The Government expects to receive this report tomorrow (Thurs).

Its invitation to a briefing on the report was offered in a sincere attempt to keep all interested parties properly and fully informed about this latest significant development in the issue.

It was yet another step in the process — to which the Government is firmly committed — of achieving a fair and durable solution to the issue.

Only conservationists' representatives have refused this invitation.

In other words, unlike their colleagues in Tasmania, some conservationists in New South Wales prefer confrontation to consultation.

The idealism of the conservation movement is not to be doubted but the methods of some of its members are not so desirable.

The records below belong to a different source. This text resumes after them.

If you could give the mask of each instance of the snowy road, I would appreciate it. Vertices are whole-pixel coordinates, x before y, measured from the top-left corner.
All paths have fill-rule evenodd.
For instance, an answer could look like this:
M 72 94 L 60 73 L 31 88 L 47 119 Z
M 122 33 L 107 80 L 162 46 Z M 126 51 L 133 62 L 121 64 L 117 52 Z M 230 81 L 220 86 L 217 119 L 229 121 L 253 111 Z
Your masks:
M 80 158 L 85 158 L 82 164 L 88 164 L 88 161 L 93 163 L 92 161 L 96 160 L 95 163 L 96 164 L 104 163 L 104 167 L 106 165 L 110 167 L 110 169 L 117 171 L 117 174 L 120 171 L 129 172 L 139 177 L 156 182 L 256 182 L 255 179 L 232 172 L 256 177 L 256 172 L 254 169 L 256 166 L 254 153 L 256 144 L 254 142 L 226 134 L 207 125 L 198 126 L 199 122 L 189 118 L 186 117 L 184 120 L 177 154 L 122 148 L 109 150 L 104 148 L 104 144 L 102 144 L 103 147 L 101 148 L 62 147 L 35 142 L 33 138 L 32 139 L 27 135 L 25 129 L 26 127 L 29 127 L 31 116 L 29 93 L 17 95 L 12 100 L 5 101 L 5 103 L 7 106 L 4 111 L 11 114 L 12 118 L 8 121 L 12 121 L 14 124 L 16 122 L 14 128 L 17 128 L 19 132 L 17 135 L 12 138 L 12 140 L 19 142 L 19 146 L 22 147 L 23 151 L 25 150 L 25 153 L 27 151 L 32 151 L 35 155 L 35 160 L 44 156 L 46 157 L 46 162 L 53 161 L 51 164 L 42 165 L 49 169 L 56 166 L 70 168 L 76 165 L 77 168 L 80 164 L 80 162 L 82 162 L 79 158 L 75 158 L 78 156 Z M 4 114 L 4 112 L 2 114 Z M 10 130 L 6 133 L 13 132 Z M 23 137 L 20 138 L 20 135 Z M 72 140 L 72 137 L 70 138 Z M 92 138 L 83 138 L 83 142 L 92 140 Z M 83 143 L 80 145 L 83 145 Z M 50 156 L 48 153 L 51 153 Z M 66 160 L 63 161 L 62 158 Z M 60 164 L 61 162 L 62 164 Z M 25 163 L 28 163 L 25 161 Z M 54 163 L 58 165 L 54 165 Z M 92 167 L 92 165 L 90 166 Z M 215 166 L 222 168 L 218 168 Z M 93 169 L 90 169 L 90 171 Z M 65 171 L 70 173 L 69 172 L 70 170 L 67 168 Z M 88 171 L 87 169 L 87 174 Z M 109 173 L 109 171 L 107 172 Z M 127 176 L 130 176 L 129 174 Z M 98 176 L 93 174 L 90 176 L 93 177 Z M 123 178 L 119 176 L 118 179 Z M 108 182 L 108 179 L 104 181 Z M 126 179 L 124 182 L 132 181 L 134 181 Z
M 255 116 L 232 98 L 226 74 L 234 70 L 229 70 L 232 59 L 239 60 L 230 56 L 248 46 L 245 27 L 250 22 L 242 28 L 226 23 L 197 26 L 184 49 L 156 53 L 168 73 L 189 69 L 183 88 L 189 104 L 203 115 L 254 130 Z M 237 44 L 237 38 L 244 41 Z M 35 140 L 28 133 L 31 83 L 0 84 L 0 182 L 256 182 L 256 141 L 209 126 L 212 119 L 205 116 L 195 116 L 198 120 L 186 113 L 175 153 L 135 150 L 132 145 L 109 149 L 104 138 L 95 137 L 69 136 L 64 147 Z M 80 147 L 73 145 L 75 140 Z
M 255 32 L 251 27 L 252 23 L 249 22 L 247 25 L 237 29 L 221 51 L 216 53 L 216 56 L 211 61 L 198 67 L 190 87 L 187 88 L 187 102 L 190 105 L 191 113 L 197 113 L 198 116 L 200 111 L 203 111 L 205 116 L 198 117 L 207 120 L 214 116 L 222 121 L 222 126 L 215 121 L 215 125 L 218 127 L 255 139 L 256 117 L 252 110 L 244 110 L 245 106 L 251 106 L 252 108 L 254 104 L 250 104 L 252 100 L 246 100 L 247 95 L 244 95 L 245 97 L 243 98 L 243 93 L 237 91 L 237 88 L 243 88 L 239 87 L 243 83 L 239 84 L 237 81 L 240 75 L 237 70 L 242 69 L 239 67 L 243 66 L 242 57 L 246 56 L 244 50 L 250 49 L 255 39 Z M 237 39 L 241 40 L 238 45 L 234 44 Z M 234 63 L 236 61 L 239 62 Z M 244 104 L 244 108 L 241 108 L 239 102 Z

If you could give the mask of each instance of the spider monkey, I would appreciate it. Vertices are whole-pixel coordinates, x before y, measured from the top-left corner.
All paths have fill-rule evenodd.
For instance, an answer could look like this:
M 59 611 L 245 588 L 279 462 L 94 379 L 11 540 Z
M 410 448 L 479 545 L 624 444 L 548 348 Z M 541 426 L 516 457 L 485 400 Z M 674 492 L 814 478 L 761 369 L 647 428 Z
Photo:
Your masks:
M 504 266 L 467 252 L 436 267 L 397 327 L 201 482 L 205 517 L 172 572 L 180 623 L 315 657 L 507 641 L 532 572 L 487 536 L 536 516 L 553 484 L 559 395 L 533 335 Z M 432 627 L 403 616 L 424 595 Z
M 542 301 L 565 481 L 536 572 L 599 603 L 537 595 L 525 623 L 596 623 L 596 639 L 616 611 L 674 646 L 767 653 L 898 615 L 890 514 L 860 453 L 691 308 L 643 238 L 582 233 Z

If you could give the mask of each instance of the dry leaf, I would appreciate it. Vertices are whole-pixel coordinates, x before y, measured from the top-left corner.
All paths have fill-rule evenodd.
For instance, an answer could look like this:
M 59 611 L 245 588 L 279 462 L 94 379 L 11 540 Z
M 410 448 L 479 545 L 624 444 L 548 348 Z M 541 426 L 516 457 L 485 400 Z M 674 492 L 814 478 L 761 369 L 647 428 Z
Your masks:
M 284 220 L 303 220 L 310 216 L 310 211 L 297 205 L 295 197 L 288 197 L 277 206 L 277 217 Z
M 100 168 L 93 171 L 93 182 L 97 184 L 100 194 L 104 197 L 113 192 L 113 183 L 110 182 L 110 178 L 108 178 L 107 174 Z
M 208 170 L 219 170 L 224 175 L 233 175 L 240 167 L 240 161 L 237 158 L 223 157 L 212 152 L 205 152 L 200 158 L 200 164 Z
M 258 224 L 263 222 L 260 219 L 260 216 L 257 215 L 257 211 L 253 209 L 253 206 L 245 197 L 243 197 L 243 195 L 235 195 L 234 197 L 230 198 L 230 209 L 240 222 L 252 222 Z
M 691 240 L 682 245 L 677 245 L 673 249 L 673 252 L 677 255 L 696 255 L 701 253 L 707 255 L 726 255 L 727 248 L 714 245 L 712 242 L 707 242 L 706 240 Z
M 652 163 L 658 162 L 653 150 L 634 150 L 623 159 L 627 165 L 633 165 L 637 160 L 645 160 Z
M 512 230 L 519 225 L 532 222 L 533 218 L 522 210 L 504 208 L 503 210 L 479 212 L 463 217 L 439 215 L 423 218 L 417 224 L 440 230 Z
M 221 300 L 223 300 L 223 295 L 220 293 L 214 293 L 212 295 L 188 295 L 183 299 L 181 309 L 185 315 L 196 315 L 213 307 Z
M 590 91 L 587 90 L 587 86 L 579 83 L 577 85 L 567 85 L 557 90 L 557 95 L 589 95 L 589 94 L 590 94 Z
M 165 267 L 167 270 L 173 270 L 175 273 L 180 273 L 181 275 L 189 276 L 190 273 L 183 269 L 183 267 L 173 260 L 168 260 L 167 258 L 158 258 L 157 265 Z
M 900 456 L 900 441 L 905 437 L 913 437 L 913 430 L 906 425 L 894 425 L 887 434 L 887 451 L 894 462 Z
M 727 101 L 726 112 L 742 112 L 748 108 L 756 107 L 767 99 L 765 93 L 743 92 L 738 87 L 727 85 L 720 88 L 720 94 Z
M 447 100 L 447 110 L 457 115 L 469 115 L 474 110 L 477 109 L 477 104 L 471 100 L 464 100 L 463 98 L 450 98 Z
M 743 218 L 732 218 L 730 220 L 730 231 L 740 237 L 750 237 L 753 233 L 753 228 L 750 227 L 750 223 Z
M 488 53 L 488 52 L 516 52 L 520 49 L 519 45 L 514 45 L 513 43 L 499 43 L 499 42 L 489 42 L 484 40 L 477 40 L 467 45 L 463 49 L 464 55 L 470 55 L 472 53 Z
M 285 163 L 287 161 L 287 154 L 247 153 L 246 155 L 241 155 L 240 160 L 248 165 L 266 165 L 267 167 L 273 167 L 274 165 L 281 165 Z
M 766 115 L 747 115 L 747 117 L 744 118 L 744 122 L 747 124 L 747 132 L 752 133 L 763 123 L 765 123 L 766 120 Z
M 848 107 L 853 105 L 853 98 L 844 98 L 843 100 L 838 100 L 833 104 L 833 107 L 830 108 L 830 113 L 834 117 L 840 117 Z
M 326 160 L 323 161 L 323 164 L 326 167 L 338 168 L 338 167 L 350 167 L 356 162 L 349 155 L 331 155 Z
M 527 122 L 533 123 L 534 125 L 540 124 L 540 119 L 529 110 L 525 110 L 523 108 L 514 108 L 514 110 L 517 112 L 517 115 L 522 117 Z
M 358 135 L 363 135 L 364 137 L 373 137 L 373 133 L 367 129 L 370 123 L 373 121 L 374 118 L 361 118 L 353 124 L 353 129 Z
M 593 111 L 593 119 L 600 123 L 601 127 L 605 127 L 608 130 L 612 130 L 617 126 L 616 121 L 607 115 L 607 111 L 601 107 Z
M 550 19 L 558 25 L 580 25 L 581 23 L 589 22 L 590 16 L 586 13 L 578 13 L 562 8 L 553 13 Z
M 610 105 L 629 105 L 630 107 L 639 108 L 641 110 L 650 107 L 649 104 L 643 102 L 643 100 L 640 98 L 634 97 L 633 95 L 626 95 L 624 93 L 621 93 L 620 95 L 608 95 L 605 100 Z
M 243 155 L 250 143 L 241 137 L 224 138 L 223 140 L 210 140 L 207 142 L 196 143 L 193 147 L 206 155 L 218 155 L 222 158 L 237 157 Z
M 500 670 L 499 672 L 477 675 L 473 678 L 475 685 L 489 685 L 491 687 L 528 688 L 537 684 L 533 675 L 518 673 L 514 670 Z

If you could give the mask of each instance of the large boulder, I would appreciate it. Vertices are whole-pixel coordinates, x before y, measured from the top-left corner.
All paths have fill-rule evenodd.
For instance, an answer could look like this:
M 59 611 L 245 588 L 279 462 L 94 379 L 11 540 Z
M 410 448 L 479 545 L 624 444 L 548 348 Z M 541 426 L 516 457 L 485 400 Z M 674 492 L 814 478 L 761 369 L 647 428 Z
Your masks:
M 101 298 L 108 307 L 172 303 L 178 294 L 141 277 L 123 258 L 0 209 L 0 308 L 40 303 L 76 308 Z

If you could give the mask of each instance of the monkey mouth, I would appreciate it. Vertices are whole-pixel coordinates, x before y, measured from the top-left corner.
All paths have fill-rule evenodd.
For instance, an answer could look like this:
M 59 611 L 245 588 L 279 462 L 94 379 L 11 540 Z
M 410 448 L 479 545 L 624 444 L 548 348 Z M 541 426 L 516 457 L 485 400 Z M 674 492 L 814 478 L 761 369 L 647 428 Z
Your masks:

Instead of taking part in the consultative way to to deal with disagreement for which the Hawke Government is famous, they are opting for a summer of discontent in the forests.

I'm sorry about this but it will not prevent me from carrying out the Government's policy of carefully building up community awareness of and support for a solution which offers the maximum possible protection both for the forest and for the

people who live and work there.

This policy continues to include plans for eucalypt plantations, development of a flitchmill and programs to achieve more efficient utilisation of the timber resource.

It continues to have as a long-term objective development of industry which will add value to the resource, rather than just having it shipped out of Australia in the form of chips.

And it continues to include — as a central component — establishment of a community-based consultative group to oversee the whole process so as to ensure a fair solution to the issue and to bring harmony back to the southeast of NSW.